The sun had disappeared now, to be seen no more that day, and dark clouds full of rain or perhaps snow closed over the sky. The two women returned to the castle, which was cheerful with the light of great wood fires and pleasant with the sound of children playing.
By the hooded chimney-piece of the dining-room, where the meal was being already prepared, sat Vanderlinden, the Elector Augustus' alchemist. He had been sent by his master, who still placed implicit faith in his charts and tables, to persuade Count John that further exertions on the behalf of the Netherlands were useless, and that the stars plainly indicated that the Prince should return to Germany and not risk his fortunes further.
It was strange to Rénèe to see the old man and recall how she had last seen him at the brilliant Leipsic wedding, and to think of all that had gone between, and how that famous marriage had ended, and yet how, in a circle, things had come round, and how Augustus was still consulting the stars and casting horoscopes and charts, and the alchemist still searching for the Philosopher's Stone and only a little greyer and more bent than before.
His talk was still of his experiments; outside events had touched him very little, and he took but a slight interest in the tasks of fortune-telling the Elector, his patron, set him. His eyes were still fixed on the Great Discovery, the magnum opus—eternal gold, eternal youth, eternal health—and in the pursuit of this object, for which he had lost both gold, youth, and health, he was as eager and as sanguine as he had ever been.
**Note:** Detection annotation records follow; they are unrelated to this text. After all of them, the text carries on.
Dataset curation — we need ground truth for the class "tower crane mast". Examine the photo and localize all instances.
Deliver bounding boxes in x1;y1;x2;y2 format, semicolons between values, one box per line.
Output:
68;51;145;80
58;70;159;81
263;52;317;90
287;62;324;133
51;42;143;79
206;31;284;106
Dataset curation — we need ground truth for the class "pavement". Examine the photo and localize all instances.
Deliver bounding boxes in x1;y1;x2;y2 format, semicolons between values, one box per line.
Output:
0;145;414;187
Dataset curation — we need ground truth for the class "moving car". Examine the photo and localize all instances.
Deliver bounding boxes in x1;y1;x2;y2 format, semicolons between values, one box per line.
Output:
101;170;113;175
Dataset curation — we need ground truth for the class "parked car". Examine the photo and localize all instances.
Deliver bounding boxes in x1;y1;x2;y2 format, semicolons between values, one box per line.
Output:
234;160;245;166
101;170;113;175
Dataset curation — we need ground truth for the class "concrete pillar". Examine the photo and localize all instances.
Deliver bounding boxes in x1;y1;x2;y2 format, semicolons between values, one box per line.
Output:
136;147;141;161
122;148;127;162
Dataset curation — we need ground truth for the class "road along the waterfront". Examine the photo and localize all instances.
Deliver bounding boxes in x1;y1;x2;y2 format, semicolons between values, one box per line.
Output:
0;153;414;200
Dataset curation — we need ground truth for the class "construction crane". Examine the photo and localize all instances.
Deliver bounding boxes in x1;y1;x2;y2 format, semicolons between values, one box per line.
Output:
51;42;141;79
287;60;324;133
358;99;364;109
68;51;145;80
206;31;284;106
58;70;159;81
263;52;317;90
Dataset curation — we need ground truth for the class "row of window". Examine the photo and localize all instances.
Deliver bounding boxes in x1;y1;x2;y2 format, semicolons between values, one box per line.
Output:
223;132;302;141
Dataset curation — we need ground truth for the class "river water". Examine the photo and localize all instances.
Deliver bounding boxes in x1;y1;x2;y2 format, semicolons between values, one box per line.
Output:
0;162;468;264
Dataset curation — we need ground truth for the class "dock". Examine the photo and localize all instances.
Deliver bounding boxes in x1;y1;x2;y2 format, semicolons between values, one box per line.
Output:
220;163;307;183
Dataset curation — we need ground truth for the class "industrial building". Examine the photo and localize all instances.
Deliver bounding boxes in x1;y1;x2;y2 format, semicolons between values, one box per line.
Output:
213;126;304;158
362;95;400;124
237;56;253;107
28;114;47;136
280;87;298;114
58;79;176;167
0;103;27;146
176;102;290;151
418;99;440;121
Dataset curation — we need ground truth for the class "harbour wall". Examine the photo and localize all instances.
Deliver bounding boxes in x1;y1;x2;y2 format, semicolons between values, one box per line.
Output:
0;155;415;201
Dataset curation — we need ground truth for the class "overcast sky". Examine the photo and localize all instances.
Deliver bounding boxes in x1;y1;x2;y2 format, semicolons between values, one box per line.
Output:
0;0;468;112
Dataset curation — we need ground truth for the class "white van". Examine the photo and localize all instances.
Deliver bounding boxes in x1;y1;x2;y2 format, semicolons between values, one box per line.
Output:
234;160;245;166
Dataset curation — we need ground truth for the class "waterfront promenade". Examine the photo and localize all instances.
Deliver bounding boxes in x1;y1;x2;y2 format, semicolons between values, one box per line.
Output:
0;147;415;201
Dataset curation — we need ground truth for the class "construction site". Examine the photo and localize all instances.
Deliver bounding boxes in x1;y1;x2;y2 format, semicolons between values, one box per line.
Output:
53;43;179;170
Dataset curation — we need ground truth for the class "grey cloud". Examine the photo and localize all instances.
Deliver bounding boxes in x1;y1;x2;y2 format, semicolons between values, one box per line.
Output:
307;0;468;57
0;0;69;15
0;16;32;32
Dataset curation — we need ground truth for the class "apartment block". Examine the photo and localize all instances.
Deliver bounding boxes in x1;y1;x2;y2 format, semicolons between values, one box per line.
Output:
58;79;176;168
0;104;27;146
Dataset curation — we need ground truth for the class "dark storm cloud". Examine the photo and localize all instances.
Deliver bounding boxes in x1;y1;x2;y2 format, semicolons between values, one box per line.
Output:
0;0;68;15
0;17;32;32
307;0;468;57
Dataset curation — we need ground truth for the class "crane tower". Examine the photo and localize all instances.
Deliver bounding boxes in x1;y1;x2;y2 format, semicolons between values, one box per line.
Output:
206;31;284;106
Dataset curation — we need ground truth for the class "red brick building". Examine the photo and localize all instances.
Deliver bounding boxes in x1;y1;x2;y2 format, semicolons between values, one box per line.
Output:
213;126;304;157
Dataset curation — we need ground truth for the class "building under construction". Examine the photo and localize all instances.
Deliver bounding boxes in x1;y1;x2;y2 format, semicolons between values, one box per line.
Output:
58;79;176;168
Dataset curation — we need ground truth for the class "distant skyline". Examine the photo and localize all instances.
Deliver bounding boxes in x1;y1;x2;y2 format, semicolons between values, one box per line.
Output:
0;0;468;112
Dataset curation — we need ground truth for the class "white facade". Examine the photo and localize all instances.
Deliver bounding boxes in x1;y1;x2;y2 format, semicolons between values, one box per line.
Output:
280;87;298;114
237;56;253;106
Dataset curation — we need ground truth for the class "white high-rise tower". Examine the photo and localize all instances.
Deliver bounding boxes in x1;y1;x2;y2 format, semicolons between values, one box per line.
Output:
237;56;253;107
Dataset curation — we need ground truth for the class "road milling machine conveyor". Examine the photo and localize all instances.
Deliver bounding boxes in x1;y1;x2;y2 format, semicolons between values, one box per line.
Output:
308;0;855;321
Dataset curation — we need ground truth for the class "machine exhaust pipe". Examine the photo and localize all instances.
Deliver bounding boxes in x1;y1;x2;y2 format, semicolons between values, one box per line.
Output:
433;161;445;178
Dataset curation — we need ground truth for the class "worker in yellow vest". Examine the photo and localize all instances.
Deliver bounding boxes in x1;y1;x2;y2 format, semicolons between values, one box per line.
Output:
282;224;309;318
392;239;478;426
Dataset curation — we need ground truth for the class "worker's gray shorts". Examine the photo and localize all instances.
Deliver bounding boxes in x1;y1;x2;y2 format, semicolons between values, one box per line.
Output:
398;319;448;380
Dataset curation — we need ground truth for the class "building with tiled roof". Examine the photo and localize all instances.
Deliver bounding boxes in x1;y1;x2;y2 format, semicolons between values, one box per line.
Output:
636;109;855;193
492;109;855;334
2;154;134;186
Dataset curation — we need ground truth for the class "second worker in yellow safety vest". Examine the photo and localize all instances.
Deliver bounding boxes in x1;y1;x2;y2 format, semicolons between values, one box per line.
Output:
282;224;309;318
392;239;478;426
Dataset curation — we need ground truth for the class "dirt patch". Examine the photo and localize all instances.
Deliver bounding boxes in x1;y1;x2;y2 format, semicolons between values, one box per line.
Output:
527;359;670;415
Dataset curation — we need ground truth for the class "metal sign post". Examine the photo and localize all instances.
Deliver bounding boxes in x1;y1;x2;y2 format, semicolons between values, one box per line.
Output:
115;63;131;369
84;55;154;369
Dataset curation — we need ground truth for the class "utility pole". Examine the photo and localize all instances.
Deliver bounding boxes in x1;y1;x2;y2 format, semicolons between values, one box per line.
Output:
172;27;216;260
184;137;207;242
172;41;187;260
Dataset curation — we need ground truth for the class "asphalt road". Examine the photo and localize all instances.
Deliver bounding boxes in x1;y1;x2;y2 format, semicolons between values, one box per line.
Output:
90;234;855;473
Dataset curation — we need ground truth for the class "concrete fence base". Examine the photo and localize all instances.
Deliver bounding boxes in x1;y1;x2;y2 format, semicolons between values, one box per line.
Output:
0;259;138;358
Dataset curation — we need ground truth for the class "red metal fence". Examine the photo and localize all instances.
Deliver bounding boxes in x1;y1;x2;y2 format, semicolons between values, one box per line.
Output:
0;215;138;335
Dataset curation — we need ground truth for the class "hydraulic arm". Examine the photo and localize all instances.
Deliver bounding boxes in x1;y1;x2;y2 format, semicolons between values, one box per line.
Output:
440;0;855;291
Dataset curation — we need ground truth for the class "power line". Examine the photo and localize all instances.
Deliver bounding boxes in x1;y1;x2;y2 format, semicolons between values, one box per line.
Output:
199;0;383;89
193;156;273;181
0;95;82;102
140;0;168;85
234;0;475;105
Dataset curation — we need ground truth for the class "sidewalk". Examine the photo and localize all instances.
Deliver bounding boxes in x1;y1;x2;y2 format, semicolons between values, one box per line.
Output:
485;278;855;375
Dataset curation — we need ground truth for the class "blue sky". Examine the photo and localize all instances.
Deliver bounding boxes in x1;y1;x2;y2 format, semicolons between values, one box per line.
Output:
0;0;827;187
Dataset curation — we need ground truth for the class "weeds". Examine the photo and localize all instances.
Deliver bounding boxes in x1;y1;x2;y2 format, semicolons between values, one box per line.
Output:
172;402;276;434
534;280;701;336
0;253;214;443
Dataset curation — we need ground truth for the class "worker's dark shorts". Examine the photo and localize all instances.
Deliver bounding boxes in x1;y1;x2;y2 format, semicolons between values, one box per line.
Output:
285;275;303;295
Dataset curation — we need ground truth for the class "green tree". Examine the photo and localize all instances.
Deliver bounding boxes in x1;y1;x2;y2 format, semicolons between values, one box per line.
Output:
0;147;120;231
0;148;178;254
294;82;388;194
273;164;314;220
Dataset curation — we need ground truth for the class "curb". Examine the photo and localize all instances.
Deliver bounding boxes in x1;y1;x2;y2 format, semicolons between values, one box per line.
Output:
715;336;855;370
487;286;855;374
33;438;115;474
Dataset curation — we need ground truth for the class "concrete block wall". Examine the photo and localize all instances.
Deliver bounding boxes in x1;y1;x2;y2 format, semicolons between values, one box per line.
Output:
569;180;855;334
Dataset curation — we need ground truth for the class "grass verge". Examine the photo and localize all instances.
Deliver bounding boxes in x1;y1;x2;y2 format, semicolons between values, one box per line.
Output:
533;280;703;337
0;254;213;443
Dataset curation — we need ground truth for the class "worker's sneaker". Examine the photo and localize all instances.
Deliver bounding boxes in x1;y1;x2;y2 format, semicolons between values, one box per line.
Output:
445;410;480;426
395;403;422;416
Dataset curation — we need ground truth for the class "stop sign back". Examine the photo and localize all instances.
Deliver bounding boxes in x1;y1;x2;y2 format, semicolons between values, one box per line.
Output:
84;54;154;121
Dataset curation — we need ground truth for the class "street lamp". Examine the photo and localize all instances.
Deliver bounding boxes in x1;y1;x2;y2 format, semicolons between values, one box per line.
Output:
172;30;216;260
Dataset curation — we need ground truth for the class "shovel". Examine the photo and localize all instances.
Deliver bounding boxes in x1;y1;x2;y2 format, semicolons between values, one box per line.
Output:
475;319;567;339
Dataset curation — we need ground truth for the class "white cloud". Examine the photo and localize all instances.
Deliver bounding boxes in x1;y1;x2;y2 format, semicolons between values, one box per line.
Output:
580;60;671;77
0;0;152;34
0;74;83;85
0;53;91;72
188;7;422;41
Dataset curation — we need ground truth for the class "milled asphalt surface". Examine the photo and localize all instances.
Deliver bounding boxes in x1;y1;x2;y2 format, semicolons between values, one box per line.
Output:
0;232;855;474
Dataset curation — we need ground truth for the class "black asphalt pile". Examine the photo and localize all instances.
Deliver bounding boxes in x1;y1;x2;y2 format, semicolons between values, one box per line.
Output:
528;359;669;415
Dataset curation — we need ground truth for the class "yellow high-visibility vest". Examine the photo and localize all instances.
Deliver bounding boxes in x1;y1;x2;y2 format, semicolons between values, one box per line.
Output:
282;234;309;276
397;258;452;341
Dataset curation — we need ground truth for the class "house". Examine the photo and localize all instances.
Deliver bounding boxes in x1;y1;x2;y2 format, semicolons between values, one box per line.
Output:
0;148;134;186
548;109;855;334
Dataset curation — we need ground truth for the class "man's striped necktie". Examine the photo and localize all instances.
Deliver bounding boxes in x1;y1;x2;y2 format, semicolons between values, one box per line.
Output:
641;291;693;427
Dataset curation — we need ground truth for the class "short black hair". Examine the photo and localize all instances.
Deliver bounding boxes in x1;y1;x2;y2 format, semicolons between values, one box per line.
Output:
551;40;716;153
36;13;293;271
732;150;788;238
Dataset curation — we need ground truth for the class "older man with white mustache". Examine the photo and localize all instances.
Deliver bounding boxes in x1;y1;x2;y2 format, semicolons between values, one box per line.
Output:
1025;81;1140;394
He remembered Rénèe, and asked if she still had the charm he had given her; she showed it to him instantly, her only ornament, hidden in the folds of her cambric vest.
She asked the old man if he had heard of Duprès, and he told her calmly, without surprise, that the skryer, after escaping from the bloody rout of Jemmingen, had returned to him at Dresden and begged to be taken into his old master's service.
"They always return at length these restless rascals," added Vanderlinden. "And I have taken him back, for he is clever, and when the mood is on him can raise the spirits in the crystal."
So Duprès' tale had ended in a circle too, and he was back again at his old employment under his old master; somehow Rénèe was glad that he was not in Cologne.
The Countess of Nassau joined the two as they stood and talked by the fire.
"Well, Magister," she said, "do you still hope to find the Philosopher's Stone?"